El norte no siempre es Estados Unidos, el norte, para los migrantes y desplazados es un lugar lejano al que van en busca de la utopía. Obligados por las circunstancias, esas circunstancias tienen responsables: un Estado inoperante, un sistema avasallador por tradición y una sociedad inhumana e insensible.
Emigran forzadamente del pueblo a la capital o a otro país y les cambia la vida, desde que ponen un pie afuera de sus nidos, jamás desde instante volverán a ser los mismos. Algo se rompe, algo tan valioso e íntimo que es imposible reconstruir y recuperar. Se esfuma y nos parte en dos: un antes y un después; regresa de cuando en cuando en los suspiros tardíos de la nostalgia. Y como los recuerdos: no se puede tocar.
Las migraciones y desplazamientos forzados, son el exilio más doloroso; son una herida viva, sangrente, que jamás logra secar: ni con el retorno. Esta melancolía se convierte en un estado anímico cambiante, porque quienes se ven forzados a dejar sus nidos, son como árboles a los que se les arrancó de raíz y aunque se les trasplante en otro lugar, jamás crecerán frondosos. Aunque se les abone o cambie de tierra. Es lo mismo con los humanos, aunque tengan lujos materiales, aunque les cambie la vida laboralmente, jamás, nada ni nadie logrará llenar el vacío de la pérdida: la raíz es irremplazable.
Pero tristemente en los casos reales de la migración y el desplazamiento forzado, que son personas marginadas por el sistema quienes lo viven, se enfrentan con una post migración de humillación y explotación. Sin documentos y sin los recursos el desplazamiento se convierte en un infierno, estos migrantes son abusados de formas inimaginables, por las autoridades del país de tránsito, por bandas delictivas que los trafican para fines infinitos y también si logran entrar al país de llegada, los espera otro tipo de averno: el de la depresión post frontera sumado al temor y paranoia constante de una deportación y el día a día de la explotación laboral.
El país de llegada puede ser cualquiera, las migraciones internas también se sufren día a día.
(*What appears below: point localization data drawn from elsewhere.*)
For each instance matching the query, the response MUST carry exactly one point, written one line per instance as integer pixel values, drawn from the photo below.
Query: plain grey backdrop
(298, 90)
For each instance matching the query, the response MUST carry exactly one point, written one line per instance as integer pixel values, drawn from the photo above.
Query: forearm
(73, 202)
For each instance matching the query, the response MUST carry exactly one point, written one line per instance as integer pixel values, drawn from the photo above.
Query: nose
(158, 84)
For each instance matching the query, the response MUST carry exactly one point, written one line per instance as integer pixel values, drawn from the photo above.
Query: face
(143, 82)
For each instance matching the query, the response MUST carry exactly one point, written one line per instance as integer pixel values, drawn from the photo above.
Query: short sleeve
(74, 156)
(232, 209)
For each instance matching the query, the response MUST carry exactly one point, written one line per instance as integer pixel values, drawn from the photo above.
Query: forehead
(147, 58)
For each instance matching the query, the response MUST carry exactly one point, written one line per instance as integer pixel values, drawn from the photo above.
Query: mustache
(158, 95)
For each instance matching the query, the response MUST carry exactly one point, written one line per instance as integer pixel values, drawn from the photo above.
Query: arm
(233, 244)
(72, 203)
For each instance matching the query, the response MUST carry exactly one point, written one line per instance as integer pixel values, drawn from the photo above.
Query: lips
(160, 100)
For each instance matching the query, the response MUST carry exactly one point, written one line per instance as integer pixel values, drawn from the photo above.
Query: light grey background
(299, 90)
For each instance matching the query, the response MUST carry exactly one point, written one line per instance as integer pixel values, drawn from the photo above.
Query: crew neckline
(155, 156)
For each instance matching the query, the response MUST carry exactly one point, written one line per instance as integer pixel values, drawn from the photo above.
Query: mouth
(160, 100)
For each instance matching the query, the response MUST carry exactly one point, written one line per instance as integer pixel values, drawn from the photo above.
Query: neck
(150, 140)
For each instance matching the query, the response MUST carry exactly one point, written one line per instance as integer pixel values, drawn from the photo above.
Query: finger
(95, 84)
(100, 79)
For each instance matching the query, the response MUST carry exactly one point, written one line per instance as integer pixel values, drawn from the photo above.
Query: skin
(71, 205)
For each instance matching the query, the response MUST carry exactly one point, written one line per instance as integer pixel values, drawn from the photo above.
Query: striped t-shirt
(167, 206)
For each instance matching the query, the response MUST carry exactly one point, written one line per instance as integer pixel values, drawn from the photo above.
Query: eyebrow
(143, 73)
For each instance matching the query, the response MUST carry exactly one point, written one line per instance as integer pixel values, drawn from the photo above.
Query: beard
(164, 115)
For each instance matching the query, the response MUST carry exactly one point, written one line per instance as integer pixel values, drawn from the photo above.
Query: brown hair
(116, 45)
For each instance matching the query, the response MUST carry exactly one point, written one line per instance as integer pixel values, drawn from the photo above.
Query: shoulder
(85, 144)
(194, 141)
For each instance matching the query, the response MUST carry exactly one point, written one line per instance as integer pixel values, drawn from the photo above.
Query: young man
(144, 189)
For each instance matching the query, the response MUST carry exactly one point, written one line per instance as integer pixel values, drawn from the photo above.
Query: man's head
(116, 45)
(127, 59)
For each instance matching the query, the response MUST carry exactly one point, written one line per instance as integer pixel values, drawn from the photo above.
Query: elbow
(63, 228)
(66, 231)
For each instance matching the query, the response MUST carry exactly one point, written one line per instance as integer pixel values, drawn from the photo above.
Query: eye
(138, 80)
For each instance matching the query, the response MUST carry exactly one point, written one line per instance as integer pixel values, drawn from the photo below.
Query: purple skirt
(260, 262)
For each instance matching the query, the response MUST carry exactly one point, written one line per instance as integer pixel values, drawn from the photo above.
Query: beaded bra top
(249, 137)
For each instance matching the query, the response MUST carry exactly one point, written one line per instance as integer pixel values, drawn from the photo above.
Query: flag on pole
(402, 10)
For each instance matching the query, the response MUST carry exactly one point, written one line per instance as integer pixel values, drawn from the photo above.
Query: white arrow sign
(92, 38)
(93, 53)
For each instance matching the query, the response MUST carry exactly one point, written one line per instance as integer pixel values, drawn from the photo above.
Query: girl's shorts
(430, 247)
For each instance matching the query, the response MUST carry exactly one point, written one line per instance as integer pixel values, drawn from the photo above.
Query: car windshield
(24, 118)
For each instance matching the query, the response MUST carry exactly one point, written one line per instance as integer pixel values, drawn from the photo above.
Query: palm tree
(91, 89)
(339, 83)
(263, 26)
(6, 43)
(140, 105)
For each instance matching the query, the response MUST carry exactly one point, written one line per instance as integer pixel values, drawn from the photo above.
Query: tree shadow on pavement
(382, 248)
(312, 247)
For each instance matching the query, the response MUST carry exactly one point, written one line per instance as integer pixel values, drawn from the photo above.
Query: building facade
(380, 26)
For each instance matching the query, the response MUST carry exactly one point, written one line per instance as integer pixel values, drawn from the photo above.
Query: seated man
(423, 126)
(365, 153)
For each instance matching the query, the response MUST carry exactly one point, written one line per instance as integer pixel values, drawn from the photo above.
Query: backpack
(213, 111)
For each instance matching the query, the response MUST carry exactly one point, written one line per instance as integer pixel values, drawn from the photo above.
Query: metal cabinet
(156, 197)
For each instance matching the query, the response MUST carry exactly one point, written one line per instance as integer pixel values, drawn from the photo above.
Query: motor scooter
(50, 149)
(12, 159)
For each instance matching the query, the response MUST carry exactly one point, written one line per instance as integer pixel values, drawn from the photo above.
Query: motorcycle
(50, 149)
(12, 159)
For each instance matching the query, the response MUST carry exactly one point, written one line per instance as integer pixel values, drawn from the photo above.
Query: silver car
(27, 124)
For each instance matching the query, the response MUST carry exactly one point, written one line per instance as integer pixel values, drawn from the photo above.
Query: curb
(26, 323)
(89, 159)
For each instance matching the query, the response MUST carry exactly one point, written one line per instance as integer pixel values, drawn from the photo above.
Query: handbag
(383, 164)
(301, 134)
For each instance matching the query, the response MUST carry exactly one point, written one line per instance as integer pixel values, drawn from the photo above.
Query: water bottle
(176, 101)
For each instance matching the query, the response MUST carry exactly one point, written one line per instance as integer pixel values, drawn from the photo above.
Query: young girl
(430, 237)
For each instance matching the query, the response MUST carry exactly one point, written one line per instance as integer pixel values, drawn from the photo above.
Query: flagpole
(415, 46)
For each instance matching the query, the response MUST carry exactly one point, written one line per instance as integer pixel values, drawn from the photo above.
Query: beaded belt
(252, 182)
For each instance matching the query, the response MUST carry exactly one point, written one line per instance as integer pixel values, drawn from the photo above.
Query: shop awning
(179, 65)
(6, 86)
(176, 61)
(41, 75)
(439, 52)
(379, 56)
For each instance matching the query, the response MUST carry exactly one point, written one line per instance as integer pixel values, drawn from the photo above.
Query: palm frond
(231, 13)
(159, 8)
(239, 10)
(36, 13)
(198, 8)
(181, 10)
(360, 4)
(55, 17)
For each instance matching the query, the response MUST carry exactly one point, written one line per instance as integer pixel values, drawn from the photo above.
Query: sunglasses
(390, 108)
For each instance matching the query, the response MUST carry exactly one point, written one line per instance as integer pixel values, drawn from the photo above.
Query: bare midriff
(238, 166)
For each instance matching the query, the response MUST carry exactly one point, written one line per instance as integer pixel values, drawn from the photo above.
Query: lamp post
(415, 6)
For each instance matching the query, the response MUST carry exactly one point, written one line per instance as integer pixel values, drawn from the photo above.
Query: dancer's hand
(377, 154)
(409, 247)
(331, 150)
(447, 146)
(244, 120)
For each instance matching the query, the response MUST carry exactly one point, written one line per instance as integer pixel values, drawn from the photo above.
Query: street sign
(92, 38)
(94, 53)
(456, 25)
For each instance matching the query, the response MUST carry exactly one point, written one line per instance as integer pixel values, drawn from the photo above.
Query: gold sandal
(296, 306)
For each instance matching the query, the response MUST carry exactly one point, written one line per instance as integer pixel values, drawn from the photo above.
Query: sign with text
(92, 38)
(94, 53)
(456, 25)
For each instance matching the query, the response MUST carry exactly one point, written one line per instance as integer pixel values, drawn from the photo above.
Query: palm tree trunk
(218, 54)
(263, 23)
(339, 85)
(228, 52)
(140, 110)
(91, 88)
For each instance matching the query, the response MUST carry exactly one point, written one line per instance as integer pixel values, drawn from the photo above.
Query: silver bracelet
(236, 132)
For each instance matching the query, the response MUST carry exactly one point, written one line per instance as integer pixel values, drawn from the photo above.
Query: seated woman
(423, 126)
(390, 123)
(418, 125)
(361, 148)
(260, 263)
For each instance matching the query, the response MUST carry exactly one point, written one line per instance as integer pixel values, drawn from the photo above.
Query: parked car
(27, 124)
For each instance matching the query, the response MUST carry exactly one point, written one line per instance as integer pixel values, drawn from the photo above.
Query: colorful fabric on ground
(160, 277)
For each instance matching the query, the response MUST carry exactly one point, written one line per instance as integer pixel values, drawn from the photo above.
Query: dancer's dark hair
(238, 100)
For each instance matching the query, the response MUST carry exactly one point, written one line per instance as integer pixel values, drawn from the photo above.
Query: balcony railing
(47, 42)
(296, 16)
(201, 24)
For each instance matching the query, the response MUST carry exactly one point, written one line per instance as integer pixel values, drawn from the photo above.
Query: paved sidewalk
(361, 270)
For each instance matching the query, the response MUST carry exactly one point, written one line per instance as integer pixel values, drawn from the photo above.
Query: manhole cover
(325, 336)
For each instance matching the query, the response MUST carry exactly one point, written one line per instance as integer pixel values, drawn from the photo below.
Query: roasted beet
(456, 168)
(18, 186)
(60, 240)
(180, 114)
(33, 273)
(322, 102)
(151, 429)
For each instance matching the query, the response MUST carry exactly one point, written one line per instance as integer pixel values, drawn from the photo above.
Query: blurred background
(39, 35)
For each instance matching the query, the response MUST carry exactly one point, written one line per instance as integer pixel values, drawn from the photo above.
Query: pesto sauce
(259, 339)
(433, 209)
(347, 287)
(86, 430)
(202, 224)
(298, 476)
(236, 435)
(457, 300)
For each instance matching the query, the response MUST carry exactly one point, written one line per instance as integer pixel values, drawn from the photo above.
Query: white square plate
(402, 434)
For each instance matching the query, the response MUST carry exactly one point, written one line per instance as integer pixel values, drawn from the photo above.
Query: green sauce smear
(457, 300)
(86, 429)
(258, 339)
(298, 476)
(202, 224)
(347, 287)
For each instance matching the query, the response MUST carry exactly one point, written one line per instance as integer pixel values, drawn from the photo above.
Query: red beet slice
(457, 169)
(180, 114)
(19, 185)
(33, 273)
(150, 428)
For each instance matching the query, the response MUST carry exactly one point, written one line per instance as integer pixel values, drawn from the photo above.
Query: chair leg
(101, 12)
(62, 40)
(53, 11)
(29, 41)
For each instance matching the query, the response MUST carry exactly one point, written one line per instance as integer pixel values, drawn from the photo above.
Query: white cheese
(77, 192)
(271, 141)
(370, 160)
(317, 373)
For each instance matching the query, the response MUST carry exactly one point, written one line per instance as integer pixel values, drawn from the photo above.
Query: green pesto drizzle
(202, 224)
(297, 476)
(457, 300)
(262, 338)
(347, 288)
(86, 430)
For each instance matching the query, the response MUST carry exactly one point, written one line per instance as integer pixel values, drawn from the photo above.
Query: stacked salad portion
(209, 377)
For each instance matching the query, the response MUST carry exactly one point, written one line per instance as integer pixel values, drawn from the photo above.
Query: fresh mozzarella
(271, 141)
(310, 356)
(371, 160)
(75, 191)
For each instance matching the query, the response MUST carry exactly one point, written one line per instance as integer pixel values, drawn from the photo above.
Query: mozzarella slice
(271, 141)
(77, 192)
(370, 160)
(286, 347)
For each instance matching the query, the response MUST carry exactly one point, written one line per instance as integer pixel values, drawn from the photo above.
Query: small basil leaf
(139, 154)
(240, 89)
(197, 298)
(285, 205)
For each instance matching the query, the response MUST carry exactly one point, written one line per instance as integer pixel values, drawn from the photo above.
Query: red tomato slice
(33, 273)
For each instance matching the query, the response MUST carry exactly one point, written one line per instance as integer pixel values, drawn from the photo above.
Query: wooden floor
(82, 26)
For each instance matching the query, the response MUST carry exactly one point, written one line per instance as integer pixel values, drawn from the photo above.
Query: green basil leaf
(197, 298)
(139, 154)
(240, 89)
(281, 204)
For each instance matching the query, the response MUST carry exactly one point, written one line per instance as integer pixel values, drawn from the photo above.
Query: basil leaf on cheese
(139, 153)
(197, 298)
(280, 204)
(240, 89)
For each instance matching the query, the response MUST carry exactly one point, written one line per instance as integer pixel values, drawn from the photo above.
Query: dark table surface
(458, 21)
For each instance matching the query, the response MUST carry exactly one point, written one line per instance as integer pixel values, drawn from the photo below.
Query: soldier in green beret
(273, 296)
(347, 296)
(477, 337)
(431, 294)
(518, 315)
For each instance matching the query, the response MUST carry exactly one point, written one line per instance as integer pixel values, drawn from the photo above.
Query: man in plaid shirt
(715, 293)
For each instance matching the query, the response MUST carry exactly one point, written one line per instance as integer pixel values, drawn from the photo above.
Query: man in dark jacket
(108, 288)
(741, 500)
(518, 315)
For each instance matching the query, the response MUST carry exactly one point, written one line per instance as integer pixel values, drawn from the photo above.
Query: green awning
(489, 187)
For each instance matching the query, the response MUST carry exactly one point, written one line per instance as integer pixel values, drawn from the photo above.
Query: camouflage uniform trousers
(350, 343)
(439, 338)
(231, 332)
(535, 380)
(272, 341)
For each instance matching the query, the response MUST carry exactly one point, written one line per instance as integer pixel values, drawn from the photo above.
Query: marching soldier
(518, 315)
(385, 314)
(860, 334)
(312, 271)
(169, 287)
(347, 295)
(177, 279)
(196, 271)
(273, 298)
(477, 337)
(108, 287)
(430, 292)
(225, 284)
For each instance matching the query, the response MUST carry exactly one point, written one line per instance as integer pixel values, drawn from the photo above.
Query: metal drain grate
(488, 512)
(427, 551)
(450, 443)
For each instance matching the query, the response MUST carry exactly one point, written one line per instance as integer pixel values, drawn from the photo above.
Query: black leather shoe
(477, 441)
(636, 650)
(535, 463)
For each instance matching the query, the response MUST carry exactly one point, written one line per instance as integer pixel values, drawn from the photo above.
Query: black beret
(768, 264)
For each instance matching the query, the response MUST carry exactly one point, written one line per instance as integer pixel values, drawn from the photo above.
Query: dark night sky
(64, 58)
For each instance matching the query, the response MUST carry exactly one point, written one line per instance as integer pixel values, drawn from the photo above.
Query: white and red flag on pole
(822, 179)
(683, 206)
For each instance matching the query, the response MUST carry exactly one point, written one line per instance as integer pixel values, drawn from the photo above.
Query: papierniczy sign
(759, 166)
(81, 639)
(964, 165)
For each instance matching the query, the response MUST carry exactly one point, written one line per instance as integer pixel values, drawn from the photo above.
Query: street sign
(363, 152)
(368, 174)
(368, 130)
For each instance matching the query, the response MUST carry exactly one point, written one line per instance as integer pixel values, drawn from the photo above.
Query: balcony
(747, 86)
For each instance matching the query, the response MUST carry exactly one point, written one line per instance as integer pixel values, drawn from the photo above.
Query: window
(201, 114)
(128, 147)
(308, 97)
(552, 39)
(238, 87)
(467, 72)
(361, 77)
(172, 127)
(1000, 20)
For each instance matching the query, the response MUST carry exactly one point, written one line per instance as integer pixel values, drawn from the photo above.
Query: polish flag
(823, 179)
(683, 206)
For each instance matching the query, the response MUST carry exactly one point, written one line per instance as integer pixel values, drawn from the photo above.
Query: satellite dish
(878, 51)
El campesino que deja el trabajo en el campo para internarse en la urbe de cemento. Eso aniquila cualquier espíritu. El envío de remesas, la sobrecarga de trabajo, el estigma de ser migrante indocumentado o desplazado. El eterno insomnio, la zozobra y el dolor perenne por el nido roto. Por la familia destrozada, porque cuando migra uno de los miembros, la familia se fragmenta y se pierde, se pierde algo que jamás se podrá recuperar. Con las migraciones y desplazamientos forzados perdemos todos, porque cuando emigra un ser humano, emigran las tradiciones, la identidad, la cultura, emigra el talento.
Ese talento que generalmente en el lugar de llegada no se puede desarrollar porque circunstancialmente las condiciones son también de explotación y abuso, sobre todo de invisibilidad y vivir en las sombras; en el caso de los indocumentados la marginación es atroz. Como lo es para un indígena o un afro descendiente que emigra internamente, llegar a una urbe donde los capitalinos los discriminan con el peor de los racismos, no por indocumentados, pero por su origen. Y ni qué decir si esta persona solo habla el idioma de su etnia.
Cuando emigra forzadamente un ser humano, perdemos todos.
¿Cuánto vale la vida de un paria? Para que mueran miles tratando de cruzar las fronteras de la muerte. ¿Cuánto vale la insensibilidad y doble moral de la población mundial como para que siga siendo la migración y el desplazamiento forzado interno y externo un tema que no importe?
El norte no siempre es Estados Unidos.